In the (suitably deserted) rooms set up for the “Hengshan Daoist Music Training Bases” at Li Manshan’s house and next to Li Bin’s funeral shop in town, alongside a hilarious list of rules of attendance, punctuality, and so on, a fading poster gathers dust (cf. Ian Johnson, The souls of China, pp.141–2):
Thirteenth Five-Year Guideline [2] for the Innovation and Development of Hengshan Daoist Music
Its whole conceptual language—almost every single phrase in its vocabulary—is that of state apparatchiks, of national secular education; and as such it is familiar to Yanggao dwellers. But it’s entirely alien to the culture to which Daoist ritual belongs. I grit my teeth to translate it, but here goes (it’s not even entirely grammatical, and I’m sure not going to try and improve it):
- 1) To hold four Beginners’ Training Sessions, with sixty pupils, focusing on the commonly-played melodies of Hengshan Daoist Music, the playing techniques of shengguan, and the mutual combination of civil and martial arenas.
- 2) To hold a relatively advanced Pupils’ Training Session, choosing forty pupils of outstanding achievement from the elementary and intermediate classes. Focus on training in the theory of Hengshan Daoist Music, the classic suites and supporting pieces, and the various performing contexts of Daoist Music. Further, to systematically train twenty from these forty pupils of outstanding achievement to train and transmit.
- 3) Mainly with these forty outstanding pupils, each leading one band [sic], to establish a Yanggao Hengshan [sic] Daoist Music Performing Arts Group [“group”: jituan, a term adopted from the business world] to make Hengshan Daoist Music flourish on the basis of transmission, setting forth outside Yanggao towards national influence and stepping onto the world musical stage.
I can only repeat: Daoist ritual in Yanggao is nothing to do with Hengshan, it’s not Daoist Music, and it’s neither a Troupe nor a Performing Arts Group.
The good news is that none of this flummery has come to pass, and none of it will: it’s not only misguided, but largely futile. As I’ve observed, knowing the life involved in working as a Daoist, no “pupils” with any sense could possibly want to take it up.

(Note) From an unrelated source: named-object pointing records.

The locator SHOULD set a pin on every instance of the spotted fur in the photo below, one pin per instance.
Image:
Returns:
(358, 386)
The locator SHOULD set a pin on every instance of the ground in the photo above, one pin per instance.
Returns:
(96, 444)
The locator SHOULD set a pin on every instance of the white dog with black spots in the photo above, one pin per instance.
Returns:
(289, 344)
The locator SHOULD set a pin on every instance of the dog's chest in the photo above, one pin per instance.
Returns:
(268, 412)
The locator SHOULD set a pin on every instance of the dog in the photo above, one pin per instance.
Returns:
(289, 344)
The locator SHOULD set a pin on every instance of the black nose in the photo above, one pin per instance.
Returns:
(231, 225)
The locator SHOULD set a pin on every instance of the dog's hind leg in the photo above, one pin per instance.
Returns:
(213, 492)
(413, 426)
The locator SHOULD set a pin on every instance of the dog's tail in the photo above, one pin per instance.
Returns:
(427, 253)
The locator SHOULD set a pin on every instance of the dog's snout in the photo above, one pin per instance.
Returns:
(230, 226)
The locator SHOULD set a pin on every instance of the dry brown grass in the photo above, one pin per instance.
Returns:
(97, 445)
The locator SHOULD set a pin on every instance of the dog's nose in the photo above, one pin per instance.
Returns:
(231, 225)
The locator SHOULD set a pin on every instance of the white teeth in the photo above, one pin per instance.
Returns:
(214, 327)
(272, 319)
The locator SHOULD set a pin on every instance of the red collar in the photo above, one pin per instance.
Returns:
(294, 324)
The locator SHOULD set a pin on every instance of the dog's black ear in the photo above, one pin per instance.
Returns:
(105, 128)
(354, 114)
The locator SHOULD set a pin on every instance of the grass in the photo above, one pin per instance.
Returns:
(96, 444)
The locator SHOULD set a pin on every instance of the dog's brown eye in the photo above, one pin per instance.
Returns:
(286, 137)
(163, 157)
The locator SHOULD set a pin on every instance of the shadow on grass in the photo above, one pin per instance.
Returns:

[1] This is based on my book, pp.176–7. In Yanggao and elsewhere there are a few jushi lay devotees who seek to lead their lives according to the precepts of ancient Daoist wisdom, but here the issue of “belief” is not relevant; and since those who only determine the date and decorate coffins are also known as yinyang, I use the term “Daoists” to describe yinyang who perform rituals.
[2] That is, the current national Five-Year Plan from 2016, thirteenth since the system was established in 1953.